Torture Memo Followup

| Mon Apr. 6, 2009 2:08 PM EDT
A few days ago Michael Isikoff reported that the White House had backed off on plans to release some Bush-era torture memos thanks to mounting internal pushback: "U.S. intelligence officials, led by senior national-security aide John Brennan, mounted an intense campaign to get the decision reversed, according to a senior administration official familiar with the debate. 'Holy hell has broken loose over this,' said the official, who asked not to be identified because of political sensitivities."

Today, Scott Horton suggests that there's more than just pushback involved:

Senate Republicans are now privately threatening to derail the confirmation of key Obama administration nominees for top legal positions by linking the votes to suppressing critical torture memos from the Bush era. A reliable Justice Department source advises me that Senate Republicans are planning to “go nuclear” over the nominations of Dawn Johnsen as chief of the Office of Legal Counsel in the Department of Justice and Yale Law School Dean Harold Koh as State Department legal counsel if the torture documents are made public....A Republican Senate source confirms the strategy.
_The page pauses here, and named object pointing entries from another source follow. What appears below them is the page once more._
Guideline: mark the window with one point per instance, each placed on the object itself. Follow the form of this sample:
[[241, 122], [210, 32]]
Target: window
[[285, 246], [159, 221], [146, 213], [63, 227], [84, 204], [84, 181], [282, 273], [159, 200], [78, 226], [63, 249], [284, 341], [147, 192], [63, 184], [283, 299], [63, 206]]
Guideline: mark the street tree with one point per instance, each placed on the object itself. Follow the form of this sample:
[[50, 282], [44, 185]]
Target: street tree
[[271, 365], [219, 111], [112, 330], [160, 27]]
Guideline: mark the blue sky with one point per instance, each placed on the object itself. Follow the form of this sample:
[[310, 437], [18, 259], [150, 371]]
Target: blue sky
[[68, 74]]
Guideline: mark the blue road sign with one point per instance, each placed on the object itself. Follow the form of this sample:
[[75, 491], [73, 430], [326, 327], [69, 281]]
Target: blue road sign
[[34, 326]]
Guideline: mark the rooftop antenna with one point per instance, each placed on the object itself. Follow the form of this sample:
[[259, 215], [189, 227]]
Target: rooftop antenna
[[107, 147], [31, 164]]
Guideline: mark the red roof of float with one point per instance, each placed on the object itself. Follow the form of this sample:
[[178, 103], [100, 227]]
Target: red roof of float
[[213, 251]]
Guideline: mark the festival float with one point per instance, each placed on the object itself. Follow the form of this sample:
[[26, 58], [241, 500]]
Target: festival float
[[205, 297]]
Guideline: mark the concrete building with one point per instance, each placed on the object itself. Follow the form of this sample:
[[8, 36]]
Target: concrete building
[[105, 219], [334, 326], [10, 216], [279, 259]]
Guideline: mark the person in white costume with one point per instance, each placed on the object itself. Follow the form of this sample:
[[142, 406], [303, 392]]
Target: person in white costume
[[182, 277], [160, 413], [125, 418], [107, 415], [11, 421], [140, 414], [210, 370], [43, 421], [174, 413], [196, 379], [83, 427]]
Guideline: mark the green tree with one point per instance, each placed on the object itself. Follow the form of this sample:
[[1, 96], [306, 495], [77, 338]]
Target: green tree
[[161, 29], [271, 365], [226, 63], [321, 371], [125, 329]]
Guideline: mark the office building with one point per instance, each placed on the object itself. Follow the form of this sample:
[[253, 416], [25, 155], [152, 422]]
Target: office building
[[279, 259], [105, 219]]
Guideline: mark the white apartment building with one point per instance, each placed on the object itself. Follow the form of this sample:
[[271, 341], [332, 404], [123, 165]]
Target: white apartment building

It now appears that Republicans are seeking an Obama commitment to safeguard the Bush administration’s darkest secrets in exchange for letting these nominations go forward.

These memos must be real time bombs.  So much material has been released already, both officially and otherwise, that I've long assumed we already knew everything the Bush administraton had done — in broad terms, anyway.  But apparently not.  If these memos just confirmed our use of things like stress positions and black sites, it's hard to imagine they'd prompt such ferocious opposition.  There must be some truly new — and truly gruesome — disclosures in them.